En effet, il résulte des pièces versées aux débats par la société Micromania que la procédure selon laquelle chaque chèque présenté à l’encaissement doit être soumis au système de vérification Transax n’a pas été modifiée (pièce n°16) ainsi que le soutient Monsieur X affirmant qu’il n’était plus nécessaire de demander au client sa pièce d’identité en se fondant sur le seul témoignage de Monsieur D dénué de force probante alors que l’exemplaire du manuel des procédures commerciales d’encaissement de février 2016 produit prévoit expressément l’obligation faite au vendeur avant d’introduire le chèque dans le système Transax de vérifier l’identité de l’acheteur en sollicitant la remise d’une pièce d’identité 'qui doit correspondre aux références inscrites sur le chèque et à la personne qui le signe'
, un refus Transax se traduisant par l’absence de délivrance d’un numéro
d’accord devant conduire le vendeur à refuser le chèque.
Or, l’examen des trois chèques volés remis à Monsieur X pour deux d’entre eux le 12 mai 2016, d’un montant respectif de 2.399,94 € et de 769,97 € et le 14 mai suivant pour un montant de 759,98€ met en évidence le fait qu’aucun d’eux ne supporte un numéro d’accord de l’imprimante Transax, le seul nombre apposé identique pour les trois étant '001" alors qu’au surplus, le verso du dernier chèque seul produit ne mentionne pas la référence de l’identité de l’acheteur, qu’aucun de ces chèques n’avait donc été validé par l’imprimante Transax au moment de leur remise à Monsieur X ce dont celui-ci avait nécessairement conscience en raison de son ancienneté à son poste de vendeur et de sa connaissance des procédures internes ce qui ne l’a pas empêché de confirmer à son responsable régional Monsieur E le 12 mai 2016 'que tout était OK pour ces chèques et qu’il avait bien eu l’accord'
(pièce n° 13) son argumentation concernant un dysfonctionnement de l’imprimante Transax
entre les mois de mars et juin 2016 qui aurait systématiquement validé les chèques litigieux alors qu’il avait nécessairement constaté qu’aucun numéro d’accord ne lui avait été délivré étant dépourvu de pertinence puisqu’il lui appartenait dans ce cas d’informer sa hiérarchie de cette absence de validation des chèques remis au moment où il l’informait de leur encaissement.

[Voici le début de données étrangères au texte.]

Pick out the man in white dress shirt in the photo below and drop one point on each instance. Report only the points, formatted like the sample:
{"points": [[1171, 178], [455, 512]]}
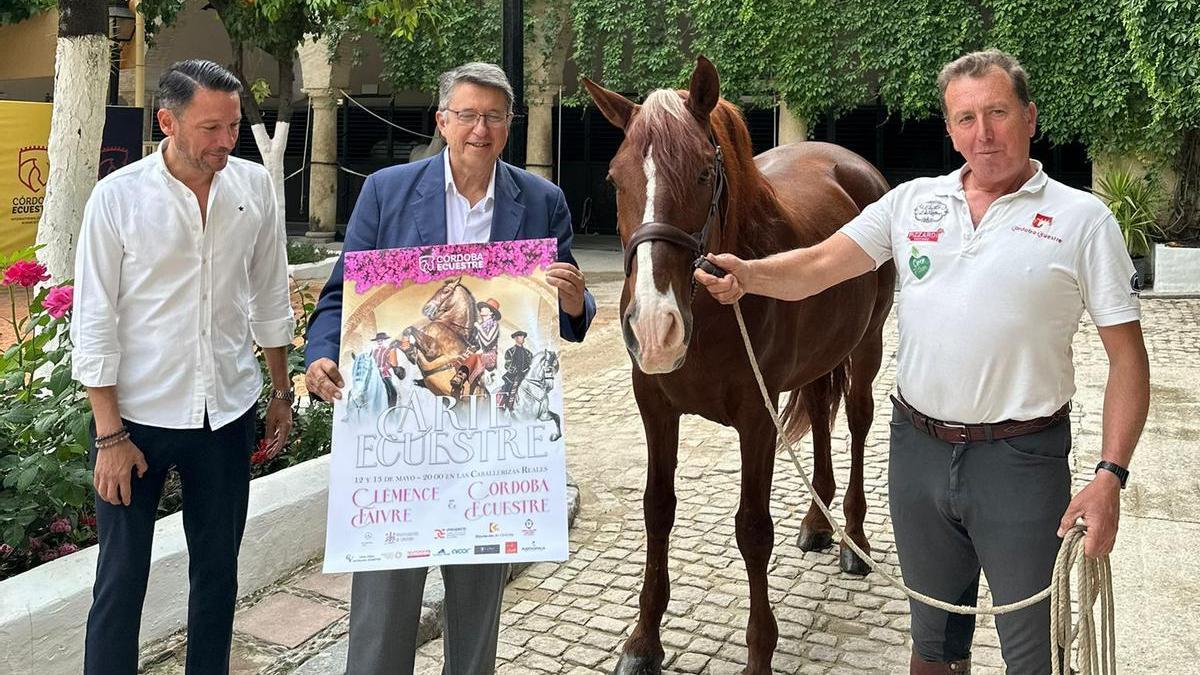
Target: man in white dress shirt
{"points": [[181, 263], [465, 195]]}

Alors que la société Micromania établit également avoir rappelé à l’ordre par mail Monsieur X à deux reprises en mars 2016 (pièce n°8) et en avril 2016 (pièce n°9) sur la nécessité pour ce dernier de respecter les procédures internes alors qu’il avait procédé dans la même journée à des auto-encaissements malgré leur interdiction (pièce n°6 et 8 ) et qu’à cette occasion il s’était déjà trouvé selon le service de lutte des fraudes 'complètement hors process', le fait d’avoir persisté dans le non-respect de ces règles et d’avoir ainsi été à l’origine d’un préjudice financier de 3.929€ résultant de la remise de chèques volés est effectivement constitutif de la faute grave privative d’indemnités d’une importance telle qu’elle rendait impossible son maintien dans l’entreprise pendant le temps du préavis.
Les dispositions du jugement entrepris ayant jugé fondé sur une faute grave le licenciement de Monsieur X et l’ayant débouté de l’ensemble de ses demandes sont ainsi confirmées.

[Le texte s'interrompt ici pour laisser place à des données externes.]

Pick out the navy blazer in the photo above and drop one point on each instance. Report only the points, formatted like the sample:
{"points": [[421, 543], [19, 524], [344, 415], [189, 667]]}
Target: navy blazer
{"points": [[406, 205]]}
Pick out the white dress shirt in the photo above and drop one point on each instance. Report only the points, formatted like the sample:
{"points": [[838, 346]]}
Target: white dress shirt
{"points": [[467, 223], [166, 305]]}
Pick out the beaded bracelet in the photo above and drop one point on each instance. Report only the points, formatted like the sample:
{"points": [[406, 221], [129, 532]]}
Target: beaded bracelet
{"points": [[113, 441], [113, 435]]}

Sur les frais irrépétibles et les dépens:
Les dispositions du jugement déféré n’ayant pas fait application de l’article 700 du code de procédure civile sont confirmées.
En revanche celles ayant laissé à chaque partie la charge des dépens de première instance par elle exposée sont infirmées, Monsieur X étant condamné aux dépens de première instance et d’appel.
Par ces motifs :
La cour:
Statuant publiquement et contradictoirement:
Confirme le jugement entrepris en toutes ses dispositions à l’exception de celles concernant les dépens de première instance qui sont infirmées.
Statuant à nouveau et y ajoutant :
Condamne Monsieur X aux dépens de première instance et d’appel.